この素晴らしい詩の中にはまり込んでしまって、この詩人の国の言葉を学びたいなぁって思ったんですよ。成績は良かったんで、奨学金がもらえて…ポルトガルへ行ってみるかいって言われましてね。で、行ったんですよ。1965年のことでした。」

当時はどんな所でしたか?
「閉鎖的な土地でした。ヨーロッパには背を向け、独裁政権に苦しんでいましたね。当時、私は迫害されていた詩人や作家らに手紙を届ける役目を負っていて、彼らと友達つき合いをするようになったんです。
ポルトガルはもの凄い再生を遂げた国で、私にとって魅力的でしたね。
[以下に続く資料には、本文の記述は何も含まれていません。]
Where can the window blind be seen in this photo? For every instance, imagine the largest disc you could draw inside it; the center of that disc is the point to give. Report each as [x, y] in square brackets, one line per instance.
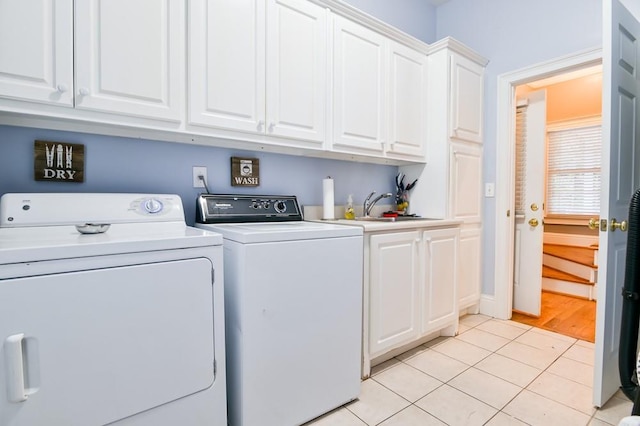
[521, 158]
[573, 171]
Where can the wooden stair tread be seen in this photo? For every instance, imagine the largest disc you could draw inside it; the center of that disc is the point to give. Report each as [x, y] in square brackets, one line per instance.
[560, 275]
[579, 254]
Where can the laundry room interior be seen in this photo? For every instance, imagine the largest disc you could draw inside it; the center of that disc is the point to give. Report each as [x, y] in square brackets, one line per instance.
[317, 212]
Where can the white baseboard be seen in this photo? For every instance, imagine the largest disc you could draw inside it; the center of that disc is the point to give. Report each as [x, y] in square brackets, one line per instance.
[488, 306]
[584, 291]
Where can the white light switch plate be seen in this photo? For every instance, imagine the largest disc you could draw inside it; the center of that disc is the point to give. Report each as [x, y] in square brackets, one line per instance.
[199, 171]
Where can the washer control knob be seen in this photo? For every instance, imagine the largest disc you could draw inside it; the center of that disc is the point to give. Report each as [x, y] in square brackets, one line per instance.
[153, 206]
[280, 206]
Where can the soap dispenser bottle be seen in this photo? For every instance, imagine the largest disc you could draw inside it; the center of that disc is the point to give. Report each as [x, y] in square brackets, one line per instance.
[349, 213]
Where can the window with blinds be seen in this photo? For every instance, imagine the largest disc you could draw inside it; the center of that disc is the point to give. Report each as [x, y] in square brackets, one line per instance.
[573, 171]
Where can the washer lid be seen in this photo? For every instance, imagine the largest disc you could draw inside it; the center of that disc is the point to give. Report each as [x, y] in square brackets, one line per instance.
[262, 232]
[31, 244]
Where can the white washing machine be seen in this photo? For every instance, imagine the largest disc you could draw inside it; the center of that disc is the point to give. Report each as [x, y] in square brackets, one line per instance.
[119, 324]
[293, 299]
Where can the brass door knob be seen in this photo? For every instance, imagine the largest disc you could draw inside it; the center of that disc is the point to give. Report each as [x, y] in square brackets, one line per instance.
[618, 225]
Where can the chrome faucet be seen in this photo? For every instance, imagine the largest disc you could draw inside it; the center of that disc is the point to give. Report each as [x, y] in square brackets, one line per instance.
[368, 205]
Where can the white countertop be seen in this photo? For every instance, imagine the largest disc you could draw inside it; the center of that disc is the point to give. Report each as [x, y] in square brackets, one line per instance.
[375, 225]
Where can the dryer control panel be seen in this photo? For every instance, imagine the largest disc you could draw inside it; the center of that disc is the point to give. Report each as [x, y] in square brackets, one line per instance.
[227, 208]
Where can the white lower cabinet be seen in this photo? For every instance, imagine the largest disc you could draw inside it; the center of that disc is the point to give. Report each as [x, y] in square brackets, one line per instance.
[469, 271]
[394, 293]
[410, 287]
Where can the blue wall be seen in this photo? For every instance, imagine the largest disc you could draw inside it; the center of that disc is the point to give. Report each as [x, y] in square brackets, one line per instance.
[414, 17]
[114, 164]
[515, 35]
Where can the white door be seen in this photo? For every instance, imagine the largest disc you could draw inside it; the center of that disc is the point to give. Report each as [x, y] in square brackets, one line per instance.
[529, 231]
[297, 87]
[226, 64]
[130, 57]
[36, 51]
[620, 145]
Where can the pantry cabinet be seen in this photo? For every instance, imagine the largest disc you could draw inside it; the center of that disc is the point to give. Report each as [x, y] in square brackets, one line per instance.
[234, 84]
[95, 57]
[36, 51]
[411, 284]
[129, 57]
[466, 99]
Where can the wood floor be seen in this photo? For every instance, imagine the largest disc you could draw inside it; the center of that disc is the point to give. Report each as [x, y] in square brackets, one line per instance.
[566, 315]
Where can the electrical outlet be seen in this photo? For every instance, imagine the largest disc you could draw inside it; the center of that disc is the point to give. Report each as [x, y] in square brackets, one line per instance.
[197, 172]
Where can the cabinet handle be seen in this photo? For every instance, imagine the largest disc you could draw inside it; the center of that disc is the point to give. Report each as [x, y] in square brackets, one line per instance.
[15, 368]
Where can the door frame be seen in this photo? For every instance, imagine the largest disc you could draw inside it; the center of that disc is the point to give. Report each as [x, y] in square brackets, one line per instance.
[500, 305]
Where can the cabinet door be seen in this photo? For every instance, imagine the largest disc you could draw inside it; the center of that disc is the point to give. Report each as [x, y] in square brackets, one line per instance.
[36, 50]
[466, 182]
[130, 57]
[359, 85]
[394, 290]
[226, 64]
[469, 269]
[466, 99]
[408, 102]
[296, 70]
[439, 295]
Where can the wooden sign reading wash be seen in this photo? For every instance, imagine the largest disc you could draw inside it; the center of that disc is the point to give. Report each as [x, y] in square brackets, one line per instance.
[58, 161]
[245, 171]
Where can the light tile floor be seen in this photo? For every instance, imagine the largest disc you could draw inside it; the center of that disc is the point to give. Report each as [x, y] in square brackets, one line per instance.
[493, 373]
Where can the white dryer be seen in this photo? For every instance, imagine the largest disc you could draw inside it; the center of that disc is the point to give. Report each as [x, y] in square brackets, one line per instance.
[118, 321]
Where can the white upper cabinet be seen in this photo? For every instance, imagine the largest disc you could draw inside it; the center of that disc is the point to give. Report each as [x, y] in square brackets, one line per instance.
[466, 99]
[359, 88]
[297, 85]
[235, 85]
[394, 290]
[408, 102]
[130, 57]
[227, 64]
[36, 50]
[466, 182]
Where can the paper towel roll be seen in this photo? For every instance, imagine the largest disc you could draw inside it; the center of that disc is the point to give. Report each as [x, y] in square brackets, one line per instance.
[327, 198]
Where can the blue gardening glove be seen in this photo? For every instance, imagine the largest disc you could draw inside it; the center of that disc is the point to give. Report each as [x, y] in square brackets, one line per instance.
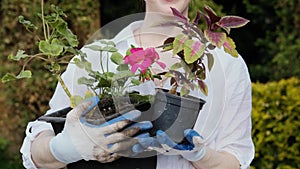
[102, 143]
[163, 144]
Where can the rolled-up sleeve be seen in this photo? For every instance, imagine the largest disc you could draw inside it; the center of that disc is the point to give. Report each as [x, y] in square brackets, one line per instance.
[32, 130]
[234, 132]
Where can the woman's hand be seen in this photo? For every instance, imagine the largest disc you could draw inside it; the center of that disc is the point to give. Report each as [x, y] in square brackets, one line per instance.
[193, 151]
[104, 143]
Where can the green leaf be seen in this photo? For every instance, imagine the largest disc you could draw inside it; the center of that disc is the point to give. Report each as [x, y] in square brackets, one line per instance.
[229, 47]
[62, 28]
[122, 75]
[11, 77]
[227, 22]
[51, 49]
[20, 55]
[109, 43]
[176, 66]
[117, 58]
[26, 23]
[109, 49]
[123, 67]
[94, 47]
[203, 87]
[24, 74]
[76, 100]
[193, 50]
[216, 38]
[8, 77]
[135, 81]
[83, 64]
[210, 61]
[86, 81]
[58, 10]
[184, 91]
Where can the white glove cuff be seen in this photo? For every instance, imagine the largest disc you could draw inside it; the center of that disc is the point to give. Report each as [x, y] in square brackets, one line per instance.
[195, 156]
[63, 149]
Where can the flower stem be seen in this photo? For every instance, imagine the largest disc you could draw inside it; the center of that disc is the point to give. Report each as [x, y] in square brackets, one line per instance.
[43, 20]
[58, 77]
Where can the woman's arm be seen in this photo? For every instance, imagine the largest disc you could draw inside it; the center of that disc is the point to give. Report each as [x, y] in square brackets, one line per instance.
[216, 160]
[40, 151]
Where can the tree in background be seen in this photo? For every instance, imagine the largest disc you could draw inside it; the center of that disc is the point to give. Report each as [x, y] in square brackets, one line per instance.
[270, 43]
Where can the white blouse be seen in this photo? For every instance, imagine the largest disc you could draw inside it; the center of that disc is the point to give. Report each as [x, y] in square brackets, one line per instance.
[224, 121]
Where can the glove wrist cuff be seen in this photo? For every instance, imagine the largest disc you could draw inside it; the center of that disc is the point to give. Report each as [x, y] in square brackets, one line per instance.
[196, 156]
[63, 149]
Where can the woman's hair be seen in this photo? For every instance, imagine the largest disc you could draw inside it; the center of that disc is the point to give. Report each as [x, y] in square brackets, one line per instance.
[142, 5]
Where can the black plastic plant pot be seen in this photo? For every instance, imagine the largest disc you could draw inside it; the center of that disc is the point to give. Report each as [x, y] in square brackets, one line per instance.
[173, 114]
[105, 111]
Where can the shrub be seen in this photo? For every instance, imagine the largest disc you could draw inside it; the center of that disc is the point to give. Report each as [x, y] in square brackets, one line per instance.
[276, 124]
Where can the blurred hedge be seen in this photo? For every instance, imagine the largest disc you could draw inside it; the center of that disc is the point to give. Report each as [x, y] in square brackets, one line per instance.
[276, 124]
[23, 101]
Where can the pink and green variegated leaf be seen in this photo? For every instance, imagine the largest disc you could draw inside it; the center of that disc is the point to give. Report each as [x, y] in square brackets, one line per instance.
[178, 43]
[184, 91]
[193, 50]
[197, 18]
[211, 14]
[210, 61]
[203, 87]
[227, 22]
[229, 47]
[179, 15]
[216, 38]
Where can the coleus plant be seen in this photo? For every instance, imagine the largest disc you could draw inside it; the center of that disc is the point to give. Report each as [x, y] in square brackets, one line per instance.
[193, 44]
[59, 44]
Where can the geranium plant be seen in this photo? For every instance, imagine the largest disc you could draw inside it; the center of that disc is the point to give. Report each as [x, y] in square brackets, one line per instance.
[59, 44]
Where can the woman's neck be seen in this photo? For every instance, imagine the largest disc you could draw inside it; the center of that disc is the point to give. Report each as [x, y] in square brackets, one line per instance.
[150, 34]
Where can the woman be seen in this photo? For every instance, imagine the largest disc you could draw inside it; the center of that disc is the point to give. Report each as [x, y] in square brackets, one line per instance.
[224, 122]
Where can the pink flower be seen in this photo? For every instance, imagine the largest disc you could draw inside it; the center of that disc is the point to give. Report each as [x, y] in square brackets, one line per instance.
[143, 59]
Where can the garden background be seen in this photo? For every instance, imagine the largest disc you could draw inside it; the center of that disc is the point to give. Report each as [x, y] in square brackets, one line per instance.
[270, 45]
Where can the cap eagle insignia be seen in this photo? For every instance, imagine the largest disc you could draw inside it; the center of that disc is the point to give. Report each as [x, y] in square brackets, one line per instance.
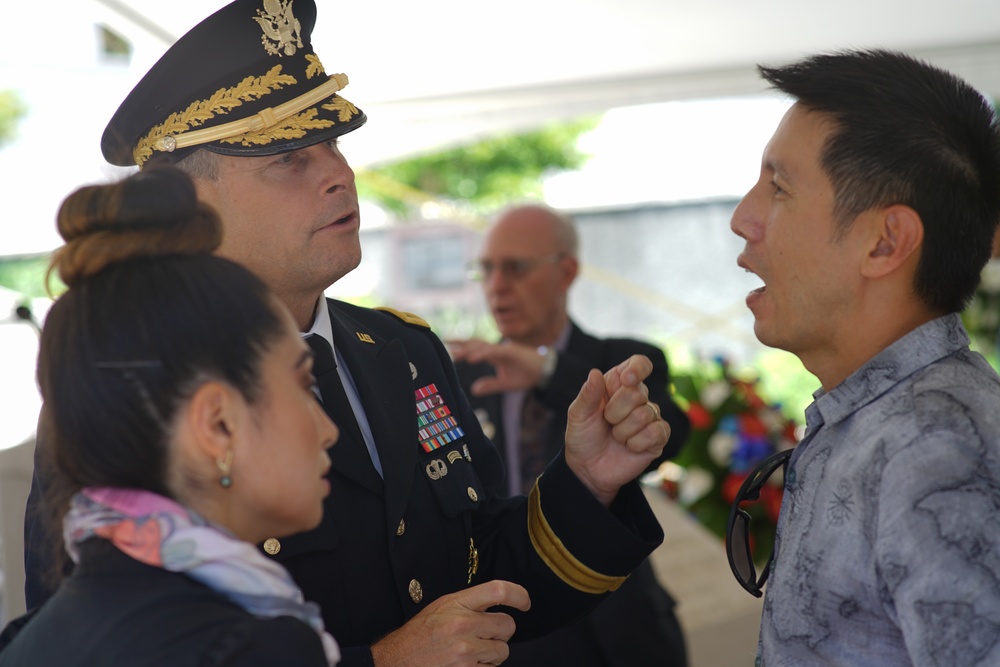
[280, 27]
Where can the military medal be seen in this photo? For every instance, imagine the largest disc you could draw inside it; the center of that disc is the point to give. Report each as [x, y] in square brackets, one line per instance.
[435, 423]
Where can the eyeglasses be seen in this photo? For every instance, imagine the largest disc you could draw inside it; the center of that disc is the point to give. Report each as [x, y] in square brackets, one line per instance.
[738, 526]
[511, 269]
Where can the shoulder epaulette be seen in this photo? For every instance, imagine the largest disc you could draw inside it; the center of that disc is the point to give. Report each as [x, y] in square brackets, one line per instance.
[409, 318]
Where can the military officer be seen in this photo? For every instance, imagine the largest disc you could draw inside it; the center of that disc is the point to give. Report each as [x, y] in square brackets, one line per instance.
[417, 545]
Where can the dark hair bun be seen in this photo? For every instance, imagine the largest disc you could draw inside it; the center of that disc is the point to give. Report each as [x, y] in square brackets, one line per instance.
[149, 214]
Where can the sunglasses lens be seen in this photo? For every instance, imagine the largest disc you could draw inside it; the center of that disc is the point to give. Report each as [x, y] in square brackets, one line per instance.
[739, 550]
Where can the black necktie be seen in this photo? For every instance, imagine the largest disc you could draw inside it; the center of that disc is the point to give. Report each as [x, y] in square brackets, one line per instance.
[536, 421]
[332, 389]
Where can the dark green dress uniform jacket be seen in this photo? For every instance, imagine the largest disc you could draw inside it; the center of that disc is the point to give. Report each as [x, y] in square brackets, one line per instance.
[636, 625]
[388, 547]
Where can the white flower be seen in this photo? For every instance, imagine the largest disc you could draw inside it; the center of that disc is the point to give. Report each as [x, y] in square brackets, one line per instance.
[720, 448]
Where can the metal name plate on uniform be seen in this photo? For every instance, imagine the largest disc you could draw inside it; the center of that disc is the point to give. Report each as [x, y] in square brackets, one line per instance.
[435, 423]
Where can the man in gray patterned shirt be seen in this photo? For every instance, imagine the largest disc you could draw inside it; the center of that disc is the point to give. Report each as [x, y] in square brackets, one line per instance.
[878, 197]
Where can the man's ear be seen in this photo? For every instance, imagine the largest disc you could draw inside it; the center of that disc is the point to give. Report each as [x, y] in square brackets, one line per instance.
[212, 418]
[897, 233]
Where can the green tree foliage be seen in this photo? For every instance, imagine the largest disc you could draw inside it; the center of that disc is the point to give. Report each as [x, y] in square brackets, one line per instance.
[482, 176]
[12, 109]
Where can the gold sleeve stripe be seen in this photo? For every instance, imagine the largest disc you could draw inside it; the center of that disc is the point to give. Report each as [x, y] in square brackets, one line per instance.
[409, 318]
[555, 554]
[262, 120]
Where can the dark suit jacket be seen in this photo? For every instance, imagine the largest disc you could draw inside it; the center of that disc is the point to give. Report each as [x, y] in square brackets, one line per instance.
[636, 624]
[380, 537]
[114, 610]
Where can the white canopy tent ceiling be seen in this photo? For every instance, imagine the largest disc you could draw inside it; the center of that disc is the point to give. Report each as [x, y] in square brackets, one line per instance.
[439, 72]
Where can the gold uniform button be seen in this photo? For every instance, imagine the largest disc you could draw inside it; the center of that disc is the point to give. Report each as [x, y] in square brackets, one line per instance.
[416, 591]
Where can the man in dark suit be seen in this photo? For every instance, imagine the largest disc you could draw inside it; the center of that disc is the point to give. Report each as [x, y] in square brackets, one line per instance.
[418, 546]
[520, 388]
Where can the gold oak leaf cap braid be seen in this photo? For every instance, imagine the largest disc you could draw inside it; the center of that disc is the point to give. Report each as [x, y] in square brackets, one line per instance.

世界中を巡り、土地と資源を獲得し、現在では、こぢんまりとしてしまって。
ただ、ここで注意したいのは、私をポルトガルへまで連れて行ったのは一冊の本だけど、文学だけでは我々をその土地に引き留めることはできないんですよ。留まるのには人が必要です。」

かつては一冊の本に後押しされて旅に出られたわけですね。今は、旅行前にガイド本等で詳しく調べるたりしますがが、小説などを読んで雰囲気だけを味わっておく程度にした方が良いのか、それとも、きっちり調べてから行くのが良いのか?
「作家と言うのはツアーオペレーターとして使えるものですよ。ブエノスアイレスへ行ってホルヘ・ルイス・ボルヘスの町を見るだけとか、ダブリンへ行ってジェームズ・ジョイスの町を見てくるとかね。文学的な旅と具体的な旅行、人との巡り会い、そこの土地の歴史など、色々と合わせ技の旅ができるのなら最高ですけど。CesaraniやDe Federicisがマニュアル本に書いてたように、素材と想像って言うものがあるんです。例えば、ブルームは町をそぞろ歩き、ビールを飲むのかな?じゃ、我々もビールを一杯飲もうじゃないかってね…。 」

[第三章に続く]

(日本語翻訳:La Chirico / 伊語記事:La Repubblica 2010年12月09日

昔、『モヒート』を飲みたいだけで、
キューバに行こうと思ったことがありました…
若かったのね、あたし…あっ、行かなかったですけどね。